Conversations with the older generation reveal some hazy memories of eating cashew apple sorpotel, or a dhonos (a sweet typically made with jackfruit, coconut and jaggery) or using it in a tondak– a vegetable curry made with fresh coconut. “I would say people use it in tondak out of curiosity. There’s no strong history to back it up,” adds restaurateur Amey Naik, of Avo’s Kitchen and Peep Kitchen.

“In our childhood, we used to eat cashew apples but now the kids don’t even know it is edible,” says Crescy Baptista, co-founder of The Goan Kitchen, who remembers eating a traditional dish with the ingredient, mandos. This steamed cake has coconut, jaggery, rice and cashew and was eaten at teatime or for breakfast. She adds this to her menu every summer to showcase the fact that cashew can be a delicious ingredient. Shubhra Shankwalker does have a forgotten recipe, which she learned from her mother-in-law, using the cashew apple. The founder of Aai’s, a catering venture promoting Saraswat cuisine, makes a Kaazwachi Xaak in the season. It’s a cashew apple and coconut curry, with some jaggery and sea salt. As someone who finds the cashew apple chewy and a struggle to swallow, the xaak changed her mind. “I only eat the curry but, I tried the cashew piece recently and it just melted in my mouth. I didn’t expect it to be that good,” she says.

the many ways goa loves its cashews

Cashew apple being cooked into a curry

Baptista felt a similar surprise on first tasting her cashew sorpotel. “It tastes better two days later as the cashew ages well.”

“While cashew nuts have been a common ingredient, it has taken some time for restaurants to start innovating with cashew apple and the juice,” says restaurateur Prahlad Sukhtankar of Goa’s Black Sheep Bistro and Black Market. The reasons he cites include the availability and affordability of cashew and niro, the last extract of cashew juice, its low shelf life and the harsh tannins of the cashew apple that leave a dry feeling in the mouth.

“As an ingredient, cashew is very tricky. Not everybody likes the taste and flavours and there’s only a small segment of people willing to experiment with it,” says chef Avinash Martins of Cavatina Cucina. Martins is an exception — in the last few years, he has made a cashew sorpotel, used the juice as a tenderising agent, and attempted a cashew beer. Just in time for the season, ice cream parlour The Ice Cream Man teamed up with Cazulo Premium Feni to create a niro sorbet this summer.

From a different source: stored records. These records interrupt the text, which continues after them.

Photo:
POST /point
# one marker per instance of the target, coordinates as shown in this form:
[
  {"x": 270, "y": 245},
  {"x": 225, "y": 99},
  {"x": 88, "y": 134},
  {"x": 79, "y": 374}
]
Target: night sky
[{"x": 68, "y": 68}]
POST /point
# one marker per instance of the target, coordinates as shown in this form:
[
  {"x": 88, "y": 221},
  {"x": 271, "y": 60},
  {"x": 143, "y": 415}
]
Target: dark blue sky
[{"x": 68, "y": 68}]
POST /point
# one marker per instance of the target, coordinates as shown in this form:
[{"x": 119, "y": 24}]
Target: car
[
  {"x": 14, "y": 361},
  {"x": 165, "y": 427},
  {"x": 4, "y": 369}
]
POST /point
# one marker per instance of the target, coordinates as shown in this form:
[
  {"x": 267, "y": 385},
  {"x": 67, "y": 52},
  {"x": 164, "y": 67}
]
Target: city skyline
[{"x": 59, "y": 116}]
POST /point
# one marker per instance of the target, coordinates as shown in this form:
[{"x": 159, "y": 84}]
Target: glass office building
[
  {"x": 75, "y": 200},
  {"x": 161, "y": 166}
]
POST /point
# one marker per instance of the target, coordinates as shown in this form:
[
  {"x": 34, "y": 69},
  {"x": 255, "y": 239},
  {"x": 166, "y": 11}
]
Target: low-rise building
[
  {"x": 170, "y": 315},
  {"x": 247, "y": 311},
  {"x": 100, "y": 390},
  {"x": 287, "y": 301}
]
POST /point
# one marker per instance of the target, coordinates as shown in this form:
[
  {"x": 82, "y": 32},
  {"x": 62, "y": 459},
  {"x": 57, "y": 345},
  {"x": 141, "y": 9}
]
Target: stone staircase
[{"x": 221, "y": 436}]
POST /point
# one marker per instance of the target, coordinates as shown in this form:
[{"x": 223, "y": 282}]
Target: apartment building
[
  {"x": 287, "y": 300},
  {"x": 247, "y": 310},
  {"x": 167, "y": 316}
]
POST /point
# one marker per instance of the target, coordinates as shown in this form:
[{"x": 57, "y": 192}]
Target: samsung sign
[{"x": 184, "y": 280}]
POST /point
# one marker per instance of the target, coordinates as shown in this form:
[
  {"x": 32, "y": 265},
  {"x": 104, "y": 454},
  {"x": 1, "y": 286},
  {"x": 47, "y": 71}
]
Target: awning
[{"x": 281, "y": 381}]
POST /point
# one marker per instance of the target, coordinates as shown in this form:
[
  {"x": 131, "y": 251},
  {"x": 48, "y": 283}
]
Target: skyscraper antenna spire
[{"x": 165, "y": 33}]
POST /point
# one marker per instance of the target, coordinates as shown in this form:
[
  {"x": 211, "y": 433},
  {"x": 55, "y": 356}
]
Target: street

the many ways goa loves its cashews

The cashew fruit

This weekend, a few other experiments will be on display at the two-day Cashew Fest in Goa. Organised by the Goa Forest Development Corporation Limited (GFDC ), the festival is a bid to popularise cashew’s heritage and its benefits. It will include discussions on increasing the production of fruit, workshops, lectures, displays of cashew and cashew products, and more.

Restaurants putting up food stalls at the festival have been given one mandate: use cashew in their dishes. Goa’s restaurants have taken this to heart, creating exciting dishes, particularly for the cashew apple: it is being pickled, fermented, and the juice is being used to marinate, poach and glaze meat or as a reduction. Juju has a cashew xacuti, Jamun is doing cashew and avocado sev puri, and nero gol gappas; Petisco has fried pork with a nero feni glaze, Avo’s Kitchen has a muttyache sansav and a muttyanche tondak. Craft brewery Great State Aleworks is working on a cashew juice infused beer too with Panjim-based Antonio@31.

At Black Sheep Bistro, the brief was “to find innovative and creative ways to utilize the cashew apple and nero in new and original recipes,” says Sukhtankar. To that end, they pickled the cashew apple and used it as a salsa with the spiced cashew and jackfruit tacos, used nero in the ice cream, and poached chicken and broccoli with it.

Martins’ Cavatina menu highlights the results of his experiments — using cashew juice to marinate chicken in the Cashew Marinated Sheesh Taouk, and making a miso with cashew paste for the cashew miso mushroom skewers. “What we have explored with cashew is quite less,” says Martins. “There is definitely more scope to use cashew.”

Until then, there’s always a delicious cashew sorpotel.